The series was created by Darren Star, who has a multi-year overall deal with ViacomCBS and develops for ViacomCBS and for outsider buyers via MTV Studios. Star was also expected to serve as an executive producer alongside Tony Hernandez. Jax Media was reported to be involved in a producing role. On September 5, 2018, it was announced that Paramount Network had given the production a series order for a first season consisting of 10 episodes.

On July 13, 2020, it was reported that the series would move from Paramount Network to Netflix. On November 11, 2020, Netflix renewed the series for a second season. On January 10, 2022, Netflix renewed the series for a third and fourth season. On September 16, 2024, Netflix renewed the series for a fifth season. On January 5, 2026, the series was renewed for a sixth season which was announced to be the final one on May 21, 2026.

===Casting===
On April 3, 2019, Lily Collins was cast as the titular Emily. On August 13, 2019, Ashley Park had joined the main cast. On September 19, 2019, Philippine Leroy-Beaulieu, Lucas Bravo, Samuel Arnold, Camille Razat, and Bruno Gouery joined the cast in starring roles, while Kate Walsh, William Abadie, and Arnaud Viard were cast in recurring roles. On May 24, 2021, Lucien Laviscount was cast in a recurring role, while Abadie was promoted to series regular for the second season. On April 10, 2022, Laviscount was promoted to series regular for the third season. On January 22, 2025, Laviscount returned as a series regular for the fifth season after appearing as recurring in the fourth season. On April 17, 2025, it was confirmed that Razat would not be returning for the fifth season. On May 14, 2025, Minnie Driver was cast in an undisclosed capacity for the fifth season. On July 2, 2025, Bryan Greenberg and Michèle Laroque joined the cast in recurring capacities while Paul Forman and Arnaud Binard would be returning for the fifth season.

===Filming===
Principal photography for the first season, in Paris and its suburbs, began in August 2019. Additional photography took place in Chicago in November 2019.

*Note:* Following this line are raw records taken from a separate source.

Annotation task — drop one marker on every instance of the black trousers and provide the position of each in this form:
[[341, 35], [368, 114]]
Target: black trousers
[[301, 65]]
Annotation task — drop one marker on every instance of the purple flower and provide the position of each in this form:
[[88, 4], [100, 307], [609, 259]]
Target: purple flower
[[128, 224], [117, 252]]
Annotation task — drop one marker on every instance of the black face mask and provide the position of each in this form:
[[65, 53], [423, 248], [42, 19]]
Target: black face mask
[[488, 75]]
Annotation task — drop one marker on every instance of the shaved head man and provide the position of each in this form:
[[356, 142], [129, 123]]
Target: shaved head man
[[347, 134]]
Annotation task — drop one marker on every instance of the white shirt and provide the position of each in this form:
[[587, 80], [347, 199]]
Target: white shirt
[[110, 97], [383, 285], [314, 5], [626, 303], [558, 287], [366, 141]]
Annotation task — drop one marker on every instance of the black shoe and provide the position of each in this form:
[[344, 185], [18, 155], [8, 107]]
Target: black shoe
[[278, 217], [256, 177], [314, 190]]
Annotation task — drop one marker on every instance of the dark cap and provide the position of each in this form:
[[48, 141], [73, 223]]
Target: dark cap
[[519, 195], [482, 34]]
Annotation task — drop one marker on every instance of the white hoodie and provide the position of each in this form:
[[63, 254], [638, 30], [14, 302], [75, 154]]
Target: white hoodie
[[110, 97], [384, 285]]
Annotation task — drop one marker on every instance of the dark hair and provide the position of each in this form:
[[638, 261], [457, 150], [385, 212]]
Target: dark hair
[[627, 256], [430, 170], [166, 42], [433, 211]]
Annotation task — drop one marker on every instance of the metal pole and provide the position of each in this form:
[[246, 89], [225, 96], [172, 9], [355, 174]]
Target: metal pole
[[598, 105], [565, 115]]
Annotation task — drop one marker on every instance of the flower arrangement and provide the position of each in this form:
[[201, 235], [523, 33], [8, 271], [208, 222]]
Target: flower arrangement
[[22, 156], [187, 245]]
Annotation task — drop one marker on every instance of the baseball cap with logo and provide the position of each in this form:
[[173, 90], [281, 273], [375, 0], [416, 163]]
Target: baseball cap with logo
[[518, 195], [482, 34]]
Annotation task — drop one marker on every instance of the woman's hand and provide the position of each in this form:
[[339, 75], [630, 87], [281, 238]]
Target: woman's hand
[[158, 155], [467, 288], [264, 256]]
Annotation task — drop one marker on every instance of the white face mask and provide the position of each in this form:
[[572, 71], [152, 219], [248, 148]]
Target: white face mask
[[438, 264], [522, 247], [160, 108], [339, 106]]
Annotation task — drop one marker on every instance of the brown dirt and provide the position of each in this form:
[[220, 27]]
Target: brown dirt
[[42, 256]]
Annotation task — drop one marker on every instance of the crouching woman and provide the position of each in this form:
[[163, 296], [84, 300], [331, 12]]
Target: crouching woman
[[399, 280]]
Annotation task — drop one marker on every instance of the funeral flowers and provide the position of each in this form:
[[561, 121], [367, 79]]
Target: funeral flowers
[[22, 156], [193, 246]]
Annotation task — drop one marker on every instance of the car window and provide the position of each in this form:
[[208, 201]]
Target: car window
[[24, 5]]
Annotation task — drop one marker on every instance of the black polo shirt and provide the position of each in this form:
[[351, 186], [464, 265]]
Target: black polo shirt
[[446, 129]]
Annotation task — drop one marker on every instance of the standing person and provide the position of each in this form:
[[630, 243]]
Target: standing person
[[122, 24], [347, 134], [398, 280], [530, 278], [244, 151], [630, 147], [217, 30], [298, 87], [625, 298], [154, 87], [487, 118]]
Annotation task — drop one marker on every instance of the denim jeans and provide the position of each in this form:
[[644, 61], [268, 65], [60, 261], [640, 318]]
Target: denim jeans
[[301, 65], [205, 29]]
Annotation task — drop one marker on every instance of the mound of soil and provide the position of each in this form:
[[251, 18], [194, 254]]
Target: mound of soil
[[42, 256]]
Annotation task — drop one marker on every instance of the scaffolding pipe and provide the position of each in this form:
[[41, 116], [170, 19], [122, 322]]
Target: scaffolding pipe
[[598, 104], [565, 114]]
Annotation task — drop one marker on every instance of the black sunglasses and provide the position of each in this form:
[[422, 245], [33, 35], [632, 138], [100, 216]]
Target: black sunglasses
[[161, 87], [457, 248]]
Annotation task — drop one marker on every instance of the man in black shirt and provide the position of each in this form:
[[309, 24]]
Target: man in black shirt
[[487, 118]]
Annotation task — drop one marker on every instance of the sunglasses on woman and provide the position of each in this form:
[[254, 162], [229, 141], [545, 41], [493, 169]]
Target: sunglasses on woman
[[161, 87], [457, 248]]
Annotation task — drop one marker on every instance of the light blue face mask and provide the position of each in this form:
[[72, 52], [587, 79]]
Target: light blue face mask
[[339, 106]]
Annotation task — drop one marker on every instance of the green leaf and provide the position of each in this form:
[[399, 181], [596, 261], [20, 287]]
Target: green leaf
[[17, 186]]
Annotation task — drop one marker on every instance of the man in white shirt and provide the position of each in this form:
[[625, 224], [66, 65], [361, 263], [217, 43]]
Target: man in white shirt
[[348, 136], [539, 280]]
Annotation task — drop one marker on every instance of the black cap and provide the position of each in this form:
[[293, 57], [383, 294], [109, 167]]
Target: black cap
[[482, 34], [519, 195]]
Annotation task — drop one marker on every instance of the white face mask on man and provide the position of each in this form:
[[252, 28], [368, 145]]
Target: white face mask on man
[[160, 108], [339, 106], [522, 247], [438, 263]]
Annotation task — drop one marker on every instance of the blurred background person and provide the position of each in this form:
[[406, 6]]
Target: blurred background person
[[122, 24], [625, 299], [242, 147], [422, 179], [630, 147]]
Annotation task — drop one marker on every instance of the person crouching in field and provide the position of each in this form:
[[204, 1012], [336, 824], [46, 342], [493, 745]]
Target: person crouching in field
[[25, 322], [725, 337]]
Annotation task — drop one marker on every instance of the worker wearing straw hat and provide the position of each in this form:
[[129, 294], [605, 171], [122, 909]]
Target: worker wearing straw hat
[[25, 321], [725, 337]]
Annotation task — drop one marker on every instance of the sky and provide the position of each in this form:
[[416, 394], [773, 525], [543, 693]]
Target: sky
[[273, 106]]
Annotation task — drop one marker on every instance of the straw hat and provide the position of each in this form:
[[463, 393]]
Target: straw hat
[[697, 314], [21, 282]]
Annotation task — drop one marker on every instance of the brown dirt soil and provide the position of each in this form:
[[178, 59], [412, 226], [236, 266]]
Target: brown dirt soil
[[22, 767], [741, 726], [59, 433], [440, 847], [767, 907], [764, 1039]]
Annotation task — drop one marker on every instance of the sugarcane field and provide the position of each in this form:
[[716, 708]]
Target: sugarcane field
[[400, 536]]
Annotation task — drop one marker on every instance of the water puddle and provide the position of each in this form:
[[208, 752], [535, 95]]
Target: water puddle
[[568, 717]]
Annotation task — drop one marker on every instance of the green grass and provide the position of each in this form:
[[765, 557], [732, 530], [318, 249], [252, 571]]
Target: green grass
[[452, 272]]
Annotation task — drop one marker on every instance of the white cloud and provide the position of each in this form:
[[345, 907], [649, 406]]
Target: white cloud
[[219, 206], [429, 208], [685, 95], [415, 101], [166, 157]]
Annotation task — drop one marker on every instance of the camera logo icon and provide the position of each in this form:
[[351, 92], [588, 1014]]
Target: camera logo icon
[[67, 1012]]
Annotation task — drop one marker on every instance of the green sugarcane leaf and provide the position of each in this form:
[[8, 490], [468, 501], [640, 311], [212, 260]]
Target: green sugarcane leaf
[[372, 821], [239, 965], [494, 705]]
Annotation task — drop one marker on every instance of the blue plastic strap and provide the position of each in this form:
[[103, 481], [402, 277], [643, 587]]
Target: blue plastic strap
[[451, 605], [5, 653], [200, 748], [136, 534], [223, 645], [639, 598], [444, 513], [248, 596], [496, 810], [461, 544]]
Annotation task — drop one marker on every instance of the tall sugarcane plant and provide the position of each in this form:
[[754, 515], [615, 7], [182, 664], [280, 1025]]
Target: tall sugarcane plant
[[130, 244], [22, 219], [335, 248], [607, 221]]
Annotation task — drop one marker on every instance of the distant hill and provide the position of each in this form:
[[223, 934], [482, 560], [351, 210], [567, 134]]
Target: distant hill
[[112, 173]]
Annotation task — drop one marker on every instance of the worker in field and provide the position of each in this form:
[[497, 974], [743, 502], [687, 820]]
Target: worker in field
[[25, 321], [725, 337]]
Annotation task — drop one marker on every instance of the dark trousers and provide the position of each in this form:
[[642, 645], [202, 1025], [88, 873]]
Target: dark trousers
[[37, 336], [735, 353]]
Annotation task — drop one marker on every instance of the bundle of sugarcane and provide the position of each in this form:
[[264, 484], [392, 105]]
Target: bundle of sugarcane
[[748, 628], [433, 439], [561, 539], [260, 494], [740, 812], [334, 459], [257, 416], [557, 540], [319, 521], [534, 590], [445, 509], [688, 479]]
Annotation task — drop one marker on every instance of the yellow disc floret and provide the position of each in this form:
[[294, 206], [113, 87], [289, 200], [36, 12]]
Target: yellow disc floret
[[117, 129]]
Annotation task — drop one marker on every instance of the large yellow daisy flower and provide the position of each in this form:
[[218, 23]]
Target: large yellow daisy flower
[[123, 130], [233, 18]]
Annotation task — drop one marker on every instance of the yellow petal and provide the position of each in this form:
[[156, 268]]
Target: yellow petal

Many scenes are filmed at Place de l'Estrapade in the 5th Arrondissement, including the site of Emily's apartment, the restaurant ("Les Deux Compères"), and the bakery ("La Boulangerie Moderne"). Some scenes are also filmed at Cité du Cinéma, a film studio complex in Saint-Denis. Famous Parisian sites to feature in the series include Le Grand Véfour, the Pont Alexandre III, Palais Garnier, Atelier des Lumières, Rue de l'Abreuvoir, Jardin du Luxembourg, Jardin Du Palais Royal, Café de Flore and the Panthéon. An episode was also filmed at the Château de Sonnay in the department of Indre-et-Loire.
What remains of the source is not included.